Riley’s tendency to reframe every nostos or nostalgia story as Odyssean becomes problematic in Chapter 12: ‘Doris Pilkington Garimara’s Follow the Rabbit-Proof Fence (1996)’. In the book, based closely on a true story, a band of mixed-race Indigenous Australian children have been separated from their families and isolated in the brutal conditions of a re-education camp. They escape and undertake a gruelling homecoming. It speaks to the enduring legacy of colonialism and racial injustice in Australia, a dark legacy that Riley outlines in uncompromising detail. Given this, however, it feels inappropriate to present Rabbit-Proof Fence as yet another reframing of the Odyssey without textual evidence. Surviving colonialism isn’t just a discursive retelling of an ancient Western narrative. A real strength of Riley’s book is the diverse range of case studies she has selected, but this one could have been handled more sensitively. Likewise, in Chapter 7, on Tamar Yellin’s short story ‘Return to Zion’ (2006), Riley notes that there is a ‘Jewish tradition of nostos’ (100) but does not reflect upon what this means for her ‘Ithacan’ interpretation of Yellin’s work.

Conversely, the stand-out chapter is Chapter 18, in which Riley explores the poetry of Seamus Heaney, demonstrating how the themes of nostalgia, katabasis and pietas ring out through his work like leitmotifs. Here, Riley is able to set aside Odyssean comparisons except where relevant. Rather, she notes, ‘Heaney’s late poetry … is permeated by the theme of nostalgic descent and expressive of a filial odyssey that has Aeneas rather than Telemachus as its direct paradigm’ (253). Chapters where Riley is able to identify more than a thematic link to Homer are also strong: chapters 1, 3, 6 and 19 do this well.

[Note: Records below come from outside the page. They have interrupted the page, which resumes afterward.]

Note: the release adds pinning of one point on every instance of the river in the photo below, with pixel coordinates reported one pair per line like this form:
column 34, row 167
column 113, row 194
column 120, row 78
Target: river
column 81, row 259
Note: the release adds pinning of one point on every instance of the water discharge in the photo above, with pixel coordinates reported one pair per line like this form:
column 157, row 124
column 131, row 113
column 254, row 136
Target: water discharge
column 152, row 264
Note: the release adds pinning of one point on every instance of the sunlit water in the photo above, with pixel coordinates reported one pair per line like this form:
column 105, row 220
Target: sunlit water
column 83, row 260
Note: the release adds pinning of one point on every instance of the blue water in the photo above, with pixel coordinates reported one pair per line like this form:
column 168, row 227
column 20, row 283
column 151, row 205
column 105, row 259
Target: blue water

Each of Riley’s chapters is well presented, though the parts are definitely greater than the whole. There is no connection between individual chapters, and I found the six sections into which Riley breaks up her study to be fairly loose groupings. Riley makes minimalist use of scholarship, preferring to let the texts she is discussing speak for themselves. It works well for the kind of book she has written.

In Imagining Ithaca, Riley responds to her source texts sensitively and intelligently, and guides us through a dazzling number of intertexts. The book will be immensely useful to anyone studying any of the texts Riley has focussed on, or nostalgia more broadly. But because her discursive hook does not properly work to tie each case study together, Odysseus is somewhat lost at sea. That will, unfortunately, limit the book’s usefulness to classicists and classical receptionists.